I’m on the edge of existence, looking out at nothing, the substantial, rich, eclectic nothing of which all reality is woven. It lacks form, but it’s filled with thoughts and possibilities, this place where the mind of God roams free, unencumbered by the parameters of our restricted world. It is from it that time itself springs forth, fluidly looped back into its spirited emptiness and endlessly renewed, until all eternity has come to pass, and then some more.
I don’t know how to feel about looking out into eternity from the flimsy shell of my body, worried about my lesser, material state, barely held together by impulses and energy, worried that it won’t be able to contain me in the vastness out there, in this thought filled original void without beginning or end.

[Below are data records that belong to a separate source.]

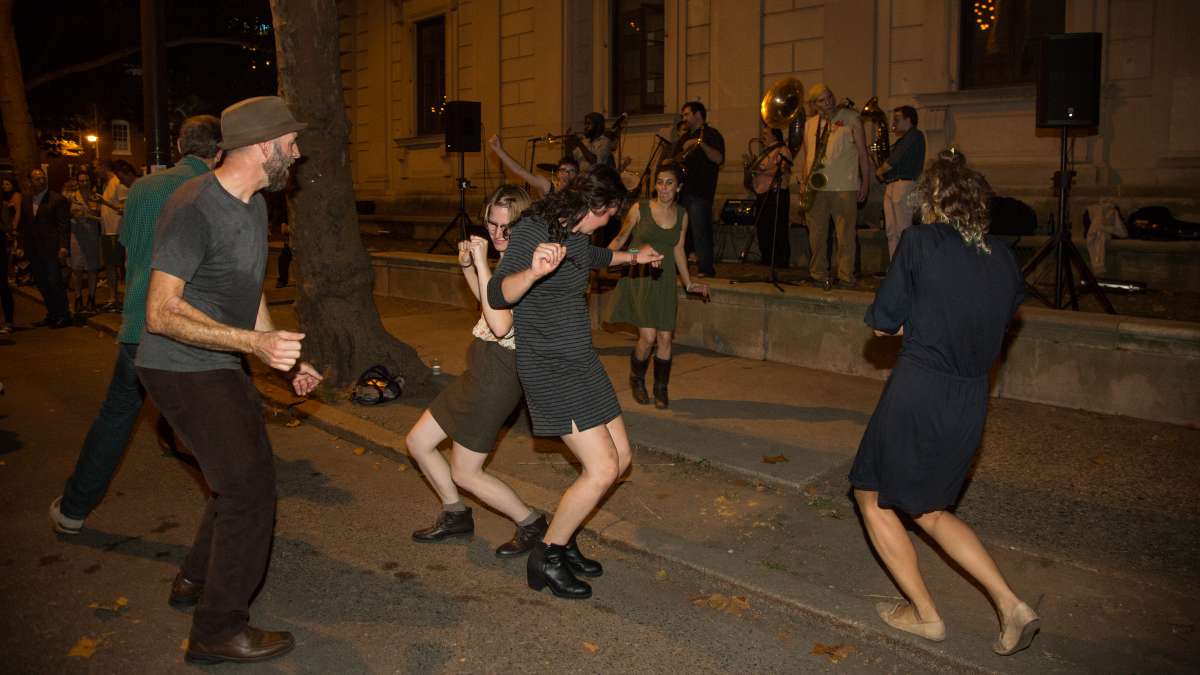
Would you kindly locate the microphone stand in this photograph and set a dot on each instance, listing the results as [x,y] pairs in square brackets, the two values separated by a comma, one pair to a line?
[773,274]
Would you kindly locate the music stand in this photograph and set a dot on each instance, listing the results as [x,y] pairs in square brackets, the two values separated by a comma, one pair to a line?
[1066,255]
[773,274]
[462,219]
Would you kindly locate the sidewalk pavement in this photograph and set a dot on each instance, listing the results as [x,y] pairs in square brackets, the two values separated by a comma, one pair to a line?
[743,478]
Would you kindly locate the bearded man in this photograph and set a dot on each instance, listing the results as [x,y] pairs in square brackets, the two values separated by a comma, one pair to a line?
[204,310]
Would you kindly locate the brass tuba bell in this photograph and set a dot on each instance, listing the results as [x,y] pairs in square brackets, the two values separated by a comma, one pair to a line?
[783,107]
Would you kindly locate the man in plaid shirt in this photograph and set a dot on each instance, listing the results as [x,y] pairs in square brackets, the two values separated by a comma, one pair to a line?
[105,443]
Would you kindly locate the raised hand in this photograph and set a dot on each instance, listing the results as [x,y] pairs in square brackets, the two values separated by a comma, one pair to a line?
[305,380]
[279,348]
[546,258]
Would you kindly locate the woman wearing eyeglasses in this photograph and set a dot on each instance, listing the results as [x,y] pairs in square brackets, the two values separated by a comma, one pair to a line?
[474,407]
[545,279]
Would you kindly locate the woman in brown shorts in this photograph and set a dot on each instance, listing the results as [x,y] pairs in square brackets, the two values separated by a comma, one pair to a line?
[474,407]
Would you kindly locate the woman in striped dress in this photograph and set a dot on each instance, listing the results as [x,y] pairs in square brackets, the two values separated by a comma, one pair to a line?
[545,278]
[474,407]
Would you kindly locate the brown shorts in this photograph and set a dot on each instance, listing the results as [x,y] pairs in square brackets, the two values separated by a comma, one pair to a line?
[474,407]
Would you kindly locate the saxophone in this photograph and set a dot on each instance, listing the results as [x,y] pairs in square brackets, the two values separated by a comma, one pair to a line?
[816,179]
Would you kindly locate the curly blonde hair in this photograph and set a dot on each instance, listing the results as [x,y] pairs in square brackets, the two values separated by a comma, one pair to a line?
[952,192]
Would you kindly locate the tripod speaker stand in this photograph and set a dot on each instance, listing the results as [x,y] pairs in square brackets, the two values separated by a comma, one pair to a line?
[1068,95]
[462,219]
[463,135]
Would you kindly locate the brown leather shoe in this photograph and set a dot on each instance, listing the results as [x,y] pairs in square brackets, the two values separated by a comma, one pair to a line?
[249,646]
[184,593]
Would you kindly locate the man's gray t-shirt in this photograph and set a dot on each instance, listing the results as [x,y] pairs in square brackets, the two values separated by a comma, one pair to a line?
[217,245]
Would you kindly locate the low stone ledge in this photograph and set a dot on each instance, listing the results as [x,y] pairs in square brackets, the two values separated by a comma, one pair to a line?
[1111,364]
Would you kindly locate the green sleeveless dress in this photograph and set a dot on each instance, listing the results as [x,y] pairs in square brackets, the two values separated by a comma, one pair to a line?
[648,297]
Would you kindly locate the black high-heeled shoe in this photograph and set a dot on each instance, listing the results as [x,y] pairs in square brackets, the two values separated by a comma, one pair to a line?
[546,566]
[581,565]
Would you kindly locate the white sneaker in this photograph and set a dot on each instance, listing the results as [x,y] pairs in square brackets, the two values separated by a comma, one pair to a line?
[64,525]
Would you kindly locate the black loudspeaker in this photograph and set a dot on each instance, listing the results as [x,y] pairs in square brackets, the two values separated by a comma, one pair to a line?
[463,129]
[1069,81]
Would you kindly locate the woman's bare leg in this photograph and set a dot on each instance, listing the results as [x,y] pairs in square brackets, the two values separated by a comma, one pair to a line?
[646,339]
[467,471]
[964,547]
[601,466]
[423,444]
[892,542]
[663,341]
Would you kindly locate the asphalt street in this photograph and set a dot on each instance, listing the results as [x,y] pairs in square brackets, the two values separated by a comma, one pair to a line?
[345,575]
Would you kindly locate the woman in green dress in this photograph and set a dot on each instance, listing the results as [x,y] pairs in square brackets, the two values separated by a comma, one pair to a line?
[648,298]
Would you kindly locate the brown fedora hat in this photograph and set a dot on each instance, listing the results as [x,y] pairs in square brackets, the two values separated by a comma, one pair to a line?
[255,120]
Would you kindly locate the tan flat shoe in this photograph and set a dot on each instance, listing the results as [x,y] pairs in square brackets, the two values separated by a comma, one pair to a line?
[1017,633]
[893,615]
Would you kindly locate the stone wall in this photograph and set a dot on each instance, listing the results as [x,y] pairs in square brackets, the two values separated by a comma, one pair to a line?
[1110,364]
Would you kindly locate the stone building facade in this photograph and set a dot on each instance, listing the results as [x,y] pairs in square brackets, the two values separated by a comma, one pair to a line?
[538,66]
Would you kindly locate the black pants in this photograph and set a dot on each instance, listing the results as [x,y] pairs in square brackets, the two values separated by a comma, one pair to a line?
[772,216]
[48,275]
[217,413]
[5,291]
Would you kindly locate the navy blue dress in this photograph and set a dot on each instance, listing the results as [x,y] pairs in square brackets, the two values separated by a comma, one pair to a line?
[954,304]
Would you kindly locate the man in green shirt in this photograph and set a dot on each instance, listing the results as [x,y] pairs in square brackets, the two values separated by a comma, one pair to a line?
[105,443]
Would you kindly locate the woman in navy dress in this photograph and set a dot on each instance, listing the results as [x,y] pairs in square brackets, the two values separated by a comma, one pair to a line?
[951,292]
[544,278]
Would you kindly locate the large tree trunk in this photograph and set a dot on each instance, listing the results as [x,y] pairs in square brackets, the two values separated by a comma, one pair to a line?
[13,106]
[336,308]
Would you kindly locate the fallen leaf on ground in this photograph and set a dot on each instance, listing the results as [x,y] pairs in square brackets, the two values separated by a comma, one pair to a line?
[835,652]
[720,602]
[84,647]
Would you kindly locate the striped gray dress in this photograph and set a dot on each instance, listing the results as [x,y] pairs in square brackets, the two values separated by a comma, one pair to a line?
[558,366]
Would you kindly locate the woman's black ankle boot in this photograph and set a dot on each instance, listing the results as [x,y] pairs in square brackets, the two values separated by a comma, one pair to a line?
[546,566]
[637,377]
[580,565]
[661,378]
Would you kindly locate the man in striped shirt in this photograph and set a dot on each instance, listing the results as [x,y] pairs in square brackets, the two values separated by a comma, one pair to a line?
[105,443]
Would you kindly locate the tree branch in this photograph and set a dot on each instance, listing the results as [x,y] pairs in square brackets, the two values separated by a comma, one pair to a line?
[129,51]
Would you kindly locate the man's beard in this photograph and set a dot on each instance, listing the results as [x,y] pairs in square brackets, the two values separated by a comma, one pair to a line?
[277,168]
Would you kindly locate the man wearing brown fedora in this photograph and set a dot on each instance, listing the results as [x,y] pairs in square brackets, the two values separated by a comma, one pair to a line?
[204,310]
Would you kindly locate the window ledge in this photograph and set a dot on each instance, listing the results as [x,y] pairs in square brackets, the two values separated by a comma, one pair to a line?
[421,142]
[651,121]
[978,96]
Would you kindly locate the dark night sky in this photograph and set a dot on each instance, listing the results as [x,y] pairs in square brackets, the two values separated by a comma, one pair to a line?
[202,78]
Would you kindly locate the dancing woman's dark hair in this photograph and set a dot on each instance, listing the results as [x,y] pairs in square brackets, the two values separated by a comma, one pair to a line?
[595,190]
[951,192]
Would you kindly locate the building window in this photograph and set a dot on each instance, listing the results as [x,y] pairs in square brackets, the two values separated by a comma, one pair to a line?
[120,137]
[637,55]
[1001,40]
[431,76]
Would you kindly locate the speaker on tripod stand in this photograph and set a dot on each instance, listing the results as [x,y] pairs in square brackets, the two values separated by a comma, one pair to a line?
[462,135]
[1068,97]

In defiance of the silent limitations of my world, I stretch out my hands to touch the nothing, and it doesn’t yield under my fingers. Smudges of my self get trapped in its essence, altering its meaning with the fine silver dusting of my soul.
There are worlds, and lives, and universes in those silver smudges that my fingers leave behind in the endlessness of being, worlds far beyond the existence we perceive, far beyond my understanding.
Nothing leaves smudges on my outstretched hands too, magical invisible inkblots, as if the fountain pen of creation leaked infinity on my fingers.
And yet, I am nothing, a wrinkle on the surface of being, while eternity itself lends its substance to the tips of my fingers.